I've been through it and yet I didn't see it. How stupid. I know many things, what's going to happen and most importantly, WHY it happened. But guess what? I chose to ignore that fact and be an ostrich ; a coward. I don't have the courage to face it.
Mom's right, I'm always an ostrich. I can change it you see, but I'm lazy and tired to. Well, I know, this is the road i chose so i mustn't complain or grumble. But, I don't deserve it. Why can't I get it? Why is it that others get it? I know the answers for all these questions, so? Mom said that I'm proud and I like to be in the front line. I don't deny it, for after all these years, I've been trying very hard to get what I think that I deserve. However, nothing came out.

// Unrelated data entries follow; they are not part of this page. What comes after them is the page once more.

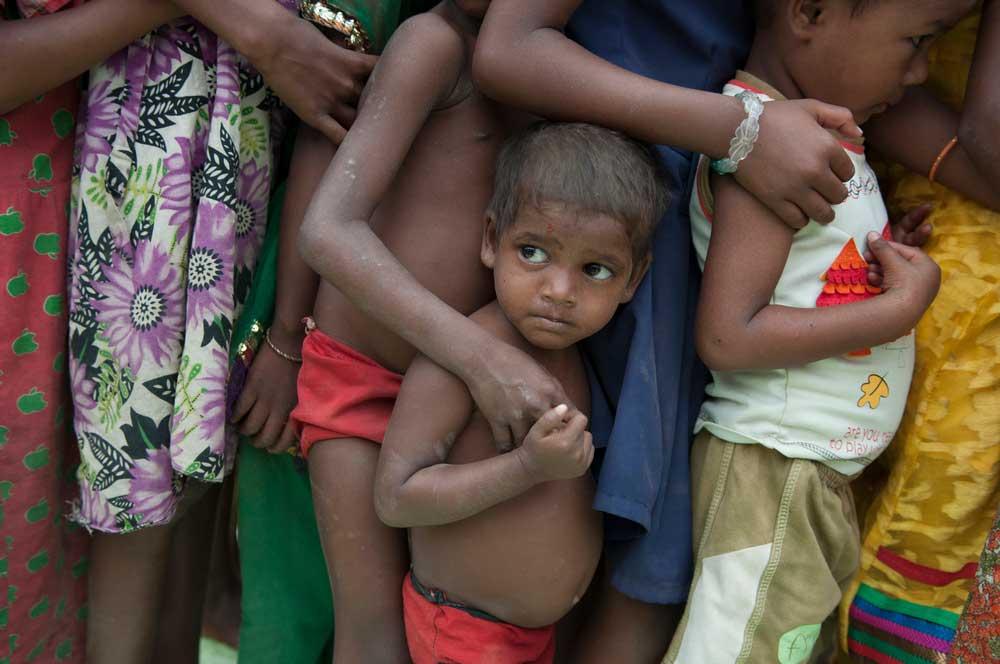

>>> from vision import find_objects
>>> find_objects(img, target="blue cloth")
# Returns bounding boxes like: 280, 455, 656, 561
567, 0, 753, 604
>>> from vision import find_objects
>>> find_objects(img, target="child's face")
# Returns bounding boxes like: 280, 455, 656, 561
482, 204, 648, 350
789, 0, 975, 123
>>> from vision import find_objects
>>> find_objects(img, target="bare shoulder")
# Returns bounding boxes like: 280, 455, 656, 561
469, 300, 530, 351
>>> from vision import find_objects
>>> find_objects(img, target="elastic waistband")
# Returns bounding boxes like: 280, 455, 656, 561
409, 570, 506, 623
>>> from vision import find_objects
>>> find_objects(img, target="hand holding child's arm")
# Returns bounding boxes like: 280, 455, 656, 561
375, 357, 564, 528
175, 0, 376, 143
696, 176, 940, 371
474, 0, 860, 228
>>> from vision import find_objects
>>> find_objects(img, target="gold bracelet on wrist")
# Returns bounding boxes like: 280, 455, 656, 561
264, 328, 302, 364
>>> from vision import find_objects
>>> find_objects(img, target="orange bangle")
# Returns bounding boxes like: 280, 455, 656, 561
927, 136, 958, 182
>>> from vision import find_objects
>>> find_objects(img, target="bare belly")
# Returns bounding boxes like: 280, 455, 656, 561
410, 415, 602, 627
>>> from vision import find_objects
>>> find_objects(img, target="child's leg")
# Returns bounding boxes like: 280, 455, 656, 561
87, 526, 171, 664
567, 573, 683, 664
664, 435, 858, 664
150, 485, 221, 664
309, 438, 409, 664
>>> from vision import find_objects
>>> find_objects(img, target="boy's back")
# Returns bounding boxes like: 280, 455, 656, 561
314, 3, 523, 372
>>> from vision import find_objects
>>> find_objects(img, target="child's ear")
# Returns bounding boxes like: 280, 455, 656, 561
786, 0, 829, 38
621, 251, 653, 304
479, 211, 497, 270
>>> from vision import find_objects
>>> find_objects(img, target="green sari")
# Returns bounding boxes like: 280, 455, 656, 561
236, 0, 433, 664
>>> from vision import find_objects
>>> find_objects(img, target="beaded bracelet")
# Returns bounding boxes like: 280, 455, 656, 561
264, 328, 302, 364
712, 90, 764, 175
927, 136, 958, 182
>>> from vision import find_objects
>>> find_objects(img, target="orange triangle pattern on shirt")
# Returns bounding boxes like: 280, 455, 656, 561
816, 224, 892, 356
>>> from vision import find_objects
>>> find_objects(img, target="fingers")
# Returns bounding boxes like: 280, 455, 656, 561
490, 422, 514, 452
267, 420, 297, 454
830, 145, 854, 184
811, 101, 864, 137
229, 385, 257, 424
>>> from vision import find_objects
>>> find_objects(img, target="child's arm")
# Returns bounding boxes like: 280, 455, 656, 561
299, 14, 568, 446
375, 357, 594, 528
696, 176, 940, 371
175, 0, 377, 143
0, 0, 181, 113
233, 124, 326, 452
866, 0, 1000, 210
474, 0, 860, 228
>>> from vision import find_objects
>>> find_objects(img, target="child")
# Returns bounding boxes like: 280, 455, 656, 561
375, 124, 666, 664
292, 0, 528, 663
665, 0, 988, 663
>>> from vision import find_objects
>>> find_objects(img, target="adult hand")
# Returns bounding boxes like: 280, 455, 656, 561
232, 343, 301, 453
247, 14, 377, 145
865, 203, 934, 286
465, 342, 572, 452
735, 99, 861, 229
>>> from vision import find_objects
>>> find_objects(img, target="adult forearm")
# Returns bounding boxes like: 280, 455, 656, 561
0, 0, 181, 113
958, 0, 1000, 183
698, 293, 923, 371
375, 448, 537, 528
474, 5, 745, 157
299, 213, 497, 384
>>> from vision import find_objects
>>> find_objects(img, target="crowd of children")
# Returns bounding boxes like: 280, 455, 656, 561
0, 0, 1000, 664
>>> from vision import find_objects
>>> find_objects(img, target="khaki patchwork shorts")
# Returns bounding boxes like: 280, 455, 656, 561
663, 432, 859, 664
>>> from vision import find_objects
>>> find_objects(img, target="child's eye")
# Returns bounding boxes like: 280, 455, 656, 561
583, 263, 615, 281
521, 244, 549, 265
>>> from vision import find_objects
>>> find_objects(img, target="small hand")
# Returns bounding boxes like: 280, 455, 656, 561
735, 99, 861, 228
515, 404, 594, 482
466, 343, 570, 452
248, 16, 377, 145
232, 344, 301, 453
868, 233, 941, 327
865, 203, 934, 286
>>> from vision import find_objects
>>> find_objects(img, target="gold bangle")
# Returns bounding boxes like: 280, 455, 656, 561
299, 0, 371, 53
927, 136, 958, 182
264, 328, 302, 364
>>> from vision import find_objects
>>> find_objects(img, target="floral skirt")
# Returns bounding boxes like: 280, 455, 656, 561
69, 19, 286, 532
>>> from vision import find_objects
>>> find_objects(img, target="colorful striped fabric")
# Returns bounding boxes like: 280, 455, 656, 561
847, 584, 958, 664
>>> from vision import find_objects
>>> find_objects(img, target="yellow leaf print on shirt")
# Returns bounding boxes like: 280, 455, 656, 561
858, 374, 889, 410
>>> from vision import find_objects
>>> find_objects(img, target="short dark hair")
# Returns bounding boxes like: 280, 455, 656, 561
488, 121, 669, 262
753, 0, 879, 28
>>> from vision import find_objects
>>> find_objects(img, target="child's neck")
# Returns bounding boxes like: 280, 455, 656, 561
743, 31, 804, 99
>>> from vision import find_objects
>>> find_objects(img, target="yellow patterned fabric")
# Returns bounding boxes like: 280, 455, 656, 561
842, 14, 1000, 656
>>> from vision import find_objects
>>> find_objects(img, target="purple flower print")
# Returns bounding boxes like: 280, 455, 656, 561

Mom then said, putting so much hard work into it is no use, for she has already seen my future. She told me I can change it, it just depends on when I want to. If I delay any longer, more disappointments and unhappiness will enter my life. If I start now, I still have the control over it. No, all along I have the control, it's just that I let control to control it.
Changing it isn't easy. I've got to sacrifice certain things. I know that the things I'm gonna sacrifice are worth it, but it's the unwillingness in my heart that don't want to. I need someone to talk to, but that's not gonna be my friends, not Ms Leanne, not my teachers and not my mom. So who can i talk to?